Companies that see the SMCR as an opportunity rather than a threat and meet its requirements fully, organising themselves appropriately, and rethink organisation and processes, can also lower their capital requirements to reflect increased control over their operational risk.

Extending the Regime – plan ahead

As the new Regime is rolled out from banking, insurance and investment firms into other parts of the financial services industry from 2018, more firms will find themselves affected by it. Some sectors, in particular consumer credit, may need to invest more time in training and education for their staff on Conduct Rules, as the FCa regulatory regime is still relatively new for those firms.

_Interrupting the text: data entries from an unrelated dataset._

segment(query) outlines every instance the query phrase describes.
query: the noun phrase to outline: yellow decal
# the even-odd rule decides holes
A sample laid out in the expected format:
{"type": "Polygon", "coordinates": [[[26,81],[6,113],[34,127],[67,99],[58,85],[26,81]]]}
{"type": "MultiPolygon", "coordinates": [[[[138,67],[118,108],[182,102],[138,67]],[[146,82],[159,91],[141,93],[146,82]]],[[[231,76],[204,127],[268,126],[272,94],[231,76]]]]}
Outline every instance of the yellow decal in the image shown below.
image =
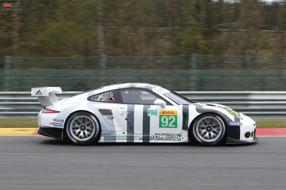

Whilst the regulators will work to ensure the new Regime  is proportionate, the new Regime will still have significant implications on firms’ business models and governance arrangements. Implementing such changes will take time and effort and will require a change of mind-set at all levels of management. Therefore firms have no time to lose. They should start planning this now and those affected post 2018 should learn from companies required to implement the SMCR in March 2016.

Things to consider

  • Regulators will find it easier to take action against individuals who are viewed as falling short of discharging their responsibilities properly.
  • The SMCR may make it difficult for firms to operate certain organisational structures.
  • A delicate balance will need to be struck to avoid too much, or too little, involvement from the non-executive directors.
  • Organisational cultures and mind-sets may need to evolve to truly embed the new Regime.
  • It will be essential to understand and embed what good looks like in all critical areas and, as ever, it will be better to be at least within “the pack” than to be a laggard.